CMO

Angry Birds: From gaming hit to media platform

Angry Birds creator Rovio happy with transformation

Rovio, the Finland-based publisher of the super-popular series of Angry Birds mobile games has undergone a dramatic evolution since the first incarnation of its most famous title hit handhelds in 2009.

The first Angry Birds was the company's fifty-first title and the smash hit catalysed Rovio's transformation from a games publisher to an a fully fledged entertainment company, according to Michele Tobin, the company's head of brand partnerships and advertising.

Tobin told the ADMA Global Forum 2013 that the success of Angry Birds has not only made possible the dramatic expansion of the brand from games to plush toys, theme parks, and (soon) soft drinks, but also made possible partnerships that let Rovio extend its "brand equity" to other companies and provide a connected audience amounting to hundreds of millions of loyal fans.

Angry Birds has been downloaded more than 1.7 billion times Tobin said, making it the largest game in the world. Some 263 million people actively play Angry Birds every month, giving Rovio "massive global reach across all territories". Last year, the brand delivered some $2.5 billion at retail. "That's a lot of plush toys and such," Tobin said.

The way fans have embraced the game "has allowed us to expand and grow beyond a mobile game publisher to a global entertainment and media company," Tobin said.

"Games remain the engine driver for everything we do but we developed a number of different businesses around that that allow fans to interact with our brands in different ways."

A new publishing unit launched by Rovio three months ago leverages the Angry Birds audience to help promote games from third-party software developers.

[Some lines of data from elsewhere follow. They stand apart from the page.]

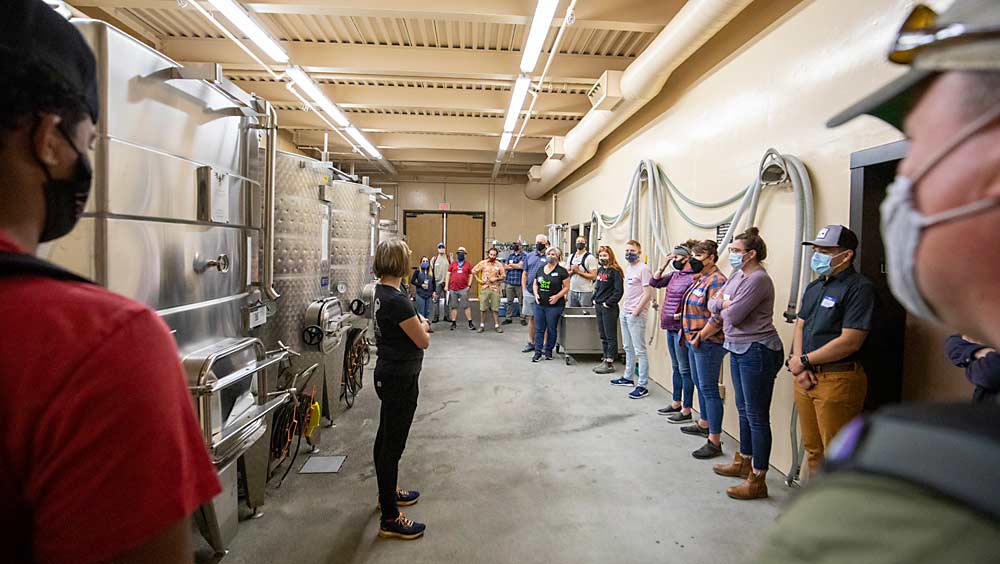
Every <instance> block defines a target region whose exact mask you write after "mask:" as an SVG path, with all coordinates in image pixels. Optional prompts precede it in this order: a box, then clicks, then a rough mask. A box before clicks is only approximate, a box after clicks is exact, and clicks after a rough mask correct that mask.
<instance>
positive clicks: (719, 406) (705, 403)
mask: <svg viewBox="0 0 1000 564" xmlns="http://www.w3.org/2000/svg"><path fill="white" fill-rule="evenodd" d="M684 346H685V347H686V348H687V350H688V365H689V366H690V368H691V376H692V377H693V378H694V379H695V381H696V382H698V393H699V394H700V395H701V398H700V399H699V401H698V404H699V405H700V406H701V418H702V419H704V420H706V421H708V432H709V433H711V434H713V435H718V434H719V433H721V432H722V396H720V395H719V370H720V369H721V368H722V359H723V358H725V356H726V349H724V348H722V345H720V344H719V343H713V342H712V341H705V342H702V343H701V344H700V345H698V346H697V347H695V346H693V345H692V344H691V343H690V342H688V343H685V344H684Z"/></svg>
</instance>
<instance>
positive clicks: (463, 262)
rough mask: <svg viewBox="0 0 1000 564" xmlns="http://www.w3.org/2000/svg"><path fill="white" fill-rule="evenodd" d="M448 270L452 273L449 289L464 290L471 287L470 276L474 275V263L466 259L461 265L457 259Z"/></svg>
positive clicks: (448, 271) (450, 266) (452, 263)
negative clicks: (473, 272)
mask: <svg viewBox="0 0 1000 564" xmlns="http://www.w3.org/2000/svg"><path fill="white" fill-rule="evenodd" d="M448 272H450V273H451V282H450V283H449V284H448V289H449V290H464V289H466V288H468V287H469V277H470V276H472V265H471V264H469V261H465V262H463V263H462V265H461V266H459V265H458V261H457V260H456V261H455V262H453V263H451V264H450V265H448Z"/></svg>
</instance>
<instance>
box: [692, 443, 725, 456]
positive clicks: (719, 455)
mask: <svg viewBox="0 0 1000 564" xmlns="http://www.w3.org/2000/svg"><path fill="white" fill-rule="evenodd" d="M691 456H693V457H695V458H697V459H698V460H706V459H709V458H715V457H716V456H722V443H719V444H715V443H713V442H712V441H705V444H703V445H701V448H699V449H698V450H696V451H694V452H692V453H691Z"/></svg>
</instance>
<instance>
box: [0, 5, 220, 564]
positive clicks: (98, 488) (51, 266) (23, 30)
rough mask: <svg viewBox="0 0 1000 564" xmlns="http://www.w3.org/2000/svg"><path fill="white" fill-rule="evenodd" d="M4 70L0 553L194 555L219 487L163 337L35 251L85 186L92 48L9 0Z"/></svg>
mask: <svg viewBox="0 0 1000 564" xmlns="http://www.w3.org/2000/svg"><path fill="white" fill-rule="evenodd" d="M0 74H2V75H3V76H4V77H5V79H6V81H7V82H6V83H5V84H7V86H5V87H4V88H2V89H0V162H3V163H4V175H3V180H2V182H0V320H2V322H0V366H2V367H3V369H2V372H0V385H2V388H3V392H2V393H0V546H2V547H3V549H2V550H3V553H2V554H3V556H2V557H0V560H2V561H3V562H13V563H21V562H25V563H27V562H31V563H49V562H52V563H56V562H58V563H68V562H72V563H74V564H89V563H96V562H108V561H113V562H116V563H118V562H121V563H138V562H142V563H159V562H163V563H167V562H169V563H171V564H174V563H185V562H187V563H190V562H192V561H193V550H192V544H191V524H190V515H191V514H192V513H193V512H194V511H195V510H196V509H197V508H198V507H199V506H200V505H202V504H203V503H205V502H207V501H209V500H210V499H211V498H212V497H214V496H215V495H216V494H218V493H219V491H220V489H221V488H220V486H219V482H218V478H217V477H216V472H215V467H214V466H213V465H212V463H211V460H210V459H209V456H208V452H207V449H206V448H205V444H204V440H203V439H202V435H201V432H200V431H199V427H198V423H197V421H196V420H195V415H194V409H193V405H192V401H191V396H190V394H189V393H188V390H187V384H186V380H185V377H184V371H183V368H182V366H181V364H180V360H179V357H178V354H177V350H176V345H175V344H174V341H173V339H172V337H171V335H170V332H169V331H168V329H167V327H166V325H165V324H164V323H163V321H161V320H160V318H159V317H158V316H157V315H156V314H155V313H154V312H152V311H151V310H149V309H148V308H146V307H145V306H143V305H141V304H139V303H136V302H133V301H131V300H128V299H126V298H124V297H122V296H118V295H115V294H113V293H111V292H108V291H107V290H105V289H103V288H101V287H99V286H97V285H95V284H92V283H89V282H87V281H85V280H82V279H78V278H76V277H75V276H73V275H71V274H69V273H65V272H60V271H59V269H58V268H57V267H55V266H53V265H49V264H47V263H45V262H44V261H41V260H39V259H36V258H34V253H35V252H36V250H37V248H38V245H39V243H42V242H45V241H50V240H53V239H55V238H58V237H61V236H62V235H65V234H66V233H68V232H69V231H70V230H71V229H72V228H73V226H74V225H75V224H76V222H77V220H78V219H79V217H80V215H81V213H82V211H83V207H84V205H85V204H86V201H87V196H88V194H89V191H90V185H91V168H90V164H89V157H88V155H87V149H88V147H91V146H92V145H93V144H94V142H95V140H96V138H97V136H96V130H95V123H96V121H97V117H98V107H99V104H98V96H97V86H96V63H95V59H94V56H93V54H92V53H91V51H90V49H89V48H88V46H87V44H86V43H85V42H84V40H83V38H82V37H81V36H80V34H79V33H78V32H77V31H76V29H75V28H74V27H73V26H72V25H71V24H70V23H69V22H67V21H66V20H64V19H63V18H62V17H61V16H59V14H58V13H57V12H55V11H54V10H52V9H51V8H49V7H48V6H47V5H46V4H45V3H44V2H42V1H41V0H8V1H7V2H4V3H3V5H2V7H0Z"/></svg>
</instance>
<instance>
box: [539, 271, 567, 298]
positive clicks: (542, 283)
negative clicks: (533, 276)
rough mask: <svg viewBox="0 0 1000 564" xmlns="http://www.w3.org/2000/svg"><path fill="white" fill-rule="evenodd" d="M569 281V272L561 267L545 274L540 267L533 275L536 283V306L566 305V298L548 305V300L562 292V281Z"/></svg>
mask: <svg viewBox="0 0 1000 564" xmlns="http://www.w3.org/2000/svg"><path fill="white" fill-rule="evenodd" d="M567 279H569V271H568V270H566V269H565V268H563V267H561V266H556V267H555V268H554V269H552V272H549V273H548V274H546V273H545V267H544V266H542V267H540V268H539V269H538V272H536V273H535V282H537V283H538V305H540V306H542V307H549V306H552V307H558V306H561V305H563V304H564V303H566V298H559V301H558V302H556V303H554V304H550V303H549V298H550V297H552V296H554V295H556V294H558V293H559V292H562V286H563V281H564V280H567Z"/></svg>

"Rovio has built an infrastructure that's very powerful in terms of promoting game, cross-promoting them to an existing audience base."

But promoting mobile games produced by its own team and other developers isn't the end of how Rovio has been using Angry Birds. Based on the success of its YouTube channel, the company branched into advertising-supported cartoons, which it launched simultaneously across all editions of Angry Birds.

It has also used the Angry Birds brand to promote products from other companies, such as Microsoft's Bing search engine, which featured in a series of Angry Birds animated shorts. This was accompanied by integrated Bing-based searches in Angry Birds titles to help players complete levels.

In China, home to Angry Birds' second-largest user base after the US, Rovio partnered with McDonald's for a location-based campaign. That campaign, launched in October last year, meant that McDonald's patrons could access custom content while in-store. It was accompanied by TV, social and in-game promotion.

"What we were able to do here is really bring the holy grail of mobile together in the right experience, targeted to the right person, the right customer, in exactly the right place and time," Tobin said.

"So we were able to offer fans that went into a McDonald's location a special experience in the game, along with special content in the game and power-ups. So we were really able to drive in-restaurant foot traffic by giving fans something of value."

Brand cross-pollination with partners ranging from US space agency NASA to former Guns N' Roses guitarist (and Angry Birds fan) Slash has also been part of the evolution of Angry Birds from a mobile game into a platform.

"The brand has serious brand equity," Tobin said. "In fact I had a brand, a consumer brand, come to me the other day and say, 'I think we'd like to borrow a little bit of your brand equity this year and do something interesting'.

"So I think that's where we may differ from other publishers, where yes we offer massive reach [but] we also offer something special in that the brand has recognition outside the game in the real world."